Take back the university – Unite and Fight
UCU members have achieved something many thought impossible. We bust through the Tory anti-union threshold of 50% turnout in sixty universities. Activists have breathed new life into the campaign to defend USS, and broadened the fight to the post-92 universities, winning ballots on pay, equality, casualisation and workload.
Democracy, struggle and ballots
This happened thanks to the flowering of democracy in the union. The 2018 strike movement demanded accountability of union leaders in congresses and conferences. One general secretary election, a turbulent congress, recall congress and democracy commission later and we have a renewed determination to fight at the grassroots.
We also have a new general secretary from the left, and a left-activist HE leadership (see below for next year’s candidates). Now 80% of members in the USS pre-92 universities are on strike. The remainder are in branches whose turnout was less than 10% short of that required – in some cases they were only a few votes short. Many post-92 colleges were also close to the 50% turnout.
A reballot campaign – aligned to the strike campaign – can bring them out.
But branches seeking a rapid reballot have not been supported at HQ. Three weeks after the ballot results came out, we should be starting repeat ballots at the beginning of the strike wave. HEC voted to relaunch the ballot campaign to allow branches to join a second wave of strikes. Branches need to demand a reballot now.
Uniting to win
Now post-92 universities have joined the fightback. The ‘four fights’ campaign unites the sector. In total, nearly two thirds of the union’s HE membership are striking in defence of pay, against casualisation, escalating workload and – perhaps most importantly of all – to close the appalling gender and race pay gaps that blight our sector.
Members in post-92 universities were unable to take action in 2018. They were able to deliver solidarity to their pre-92 colleagues. But the astonishing mass strike movement in the colleges inevitably centred on the ‘old’ universities. The action has spread to post-92.
After the gold rush
Post-92 universities bore the first, shattering brunt of this market attack, suffering devastating cuts and closures. Students pay more, staff earn less. And future taxpayers will pay for it.
In the 2010 general election, the Lib Dems claimed that scrapping tuition fees was “non negotiable”. Then they did a U-turn to enter a coalition with the Tories. That ConDem government tripled fees to £9,000 a year and part-abolished the block grant.
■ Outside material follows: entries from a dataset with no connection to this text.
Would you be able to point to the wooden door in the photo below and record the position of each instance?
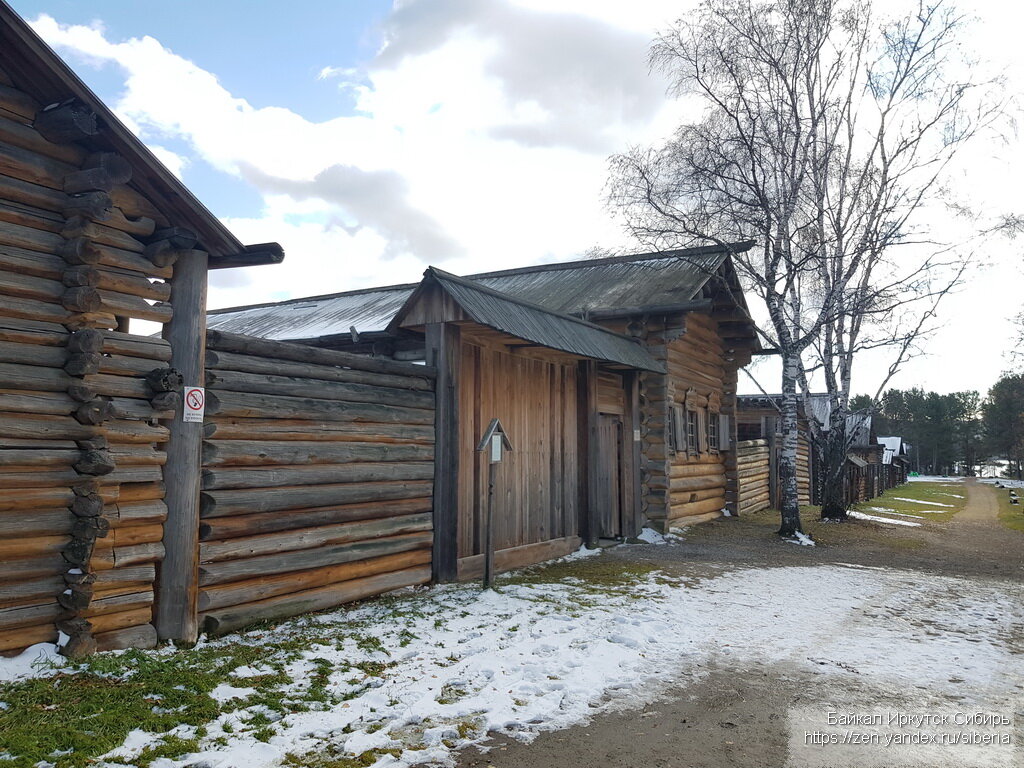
(609, 476)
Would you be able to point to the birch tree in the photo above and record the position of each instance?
(820, 134)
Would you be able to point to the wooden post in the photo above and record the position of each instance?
(631, 475)
(443, 352)
(177, 615)
(488, 528)
(589, 452)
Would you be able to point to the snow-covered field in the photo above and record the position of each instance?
(448, 665)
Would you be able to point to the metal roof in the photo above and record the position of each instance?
(570, 288)
(526, 321)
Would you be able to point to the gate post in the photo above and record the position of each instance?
(177, 600)
(444, 353)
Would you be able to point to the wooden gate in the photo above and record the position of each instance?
(609, 476)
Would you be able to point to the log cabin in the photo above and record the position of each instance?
(98, 474)
(613, 378)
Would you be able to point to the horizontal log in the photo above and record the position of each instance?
(134, 306)
(255, 453)
(325, 536)
(105, 558)
(224, 478)
(102, 605)
(220, 360)
(227, 342)
(139, 636)
(120, 621)
(230, 503)
(314, 388)
(301, 560)
(48, 499)
(697, 483)
(237, 593)
(222, 428)
(31, 591)
(226, 620)
(517, 557)
(219, 528)
(126, 576)
(14, 376)
(267, 406)
(679, 511)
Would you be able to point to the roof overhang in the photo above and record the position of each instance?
(442, 297)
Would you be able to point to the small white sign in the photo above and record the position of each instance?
(195, 406)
Then in 2014 they removed limits on student recruitment, unleashing the gold rush and war-of-all-against-all we see today.
Since then university management greed has expanded courses and student numbers. Over £10bn was borrowed for new campuses and buildings. The Treasury’s tuition fee debt mountain is now around £100bn, half of which will never be repaid.
University employers are gradually waking up to the reality that this gold rush must come to an end. Augar proposed cutting the home student fee to £7,500 a year. This would wipe out profit margins universities are banking on.
The importance of this general election to change course cannot be understated. Both the Labour and Green Party manifestos call for abolishing tuition fees and bringing the HE market under control.
Despite record surpluses as much as £2bn a year, pay has been cut by 20% in real terms over the last ten years. Fee-market uncertainty encourages expansion at the expense of job insecurity. Workload has skyrocketed. Workload and job insecurity are two sides of the same coin: the whip of the causal contract driving up workload for all.
Market competition and secrecy means UCL does not know what Imperial has borrowed or whether its sums add up, and vice versa. USS depends on a ‘mutuality’ principle (all universities share pension risk in case one goes bankrupt). This is undermined by mutual distrust and corporate self-interest. That is why a government guarantee to underpin the scheme makes sense.
We can win
Our demands are ridiculously reasonable. The sector is making record surpluses. In many colleges, interest payments on borrowing exceed the few extra million apiece that would be needed to settle this dispute. But if the Treasury needs to help out, so what? This is a national dispute, universities are a national asset, and we need a national settlement.
In pre-92, if UUK agreed to end the fictional ‘de-risking’ USS valuation model, they would immediately recoup 3.1% of salary costs. USS does not need extra contributions. Between 2017 and 2019, its assets grew by £10bn to £74bn. The increases USS is demanding cannot yield more than £1bn over the next two years.
This strike is a warning shot. Eight days show we are serious. By uniting together we have the power to shut down the whole sector. We may need to strike next year.
Fighting for the future
Our strikes prove that the university is the staff. The ‘academic team’ is the entire staff body, from porter to professor. Education is the gift each generation nurtures and hands to the next. Thus universities are central to ensuring that climate science is implemented, and the world economy is moved onto a sustainable basis.
We stand with our students, and the rest of society. University funding is a pact with society: academic freedom is a freedom of a free society. We stand in solidarity with student and staff protesters in Hong Kong and other countries where those rights are being trampled on. We stand against all who would divide us by race, religion, sexuality, gender or physical ability.
Everyone has the right to benefit from a free education. Its time to unite and fight for the future of Higher Education – and for a freer, more sustainable society for all.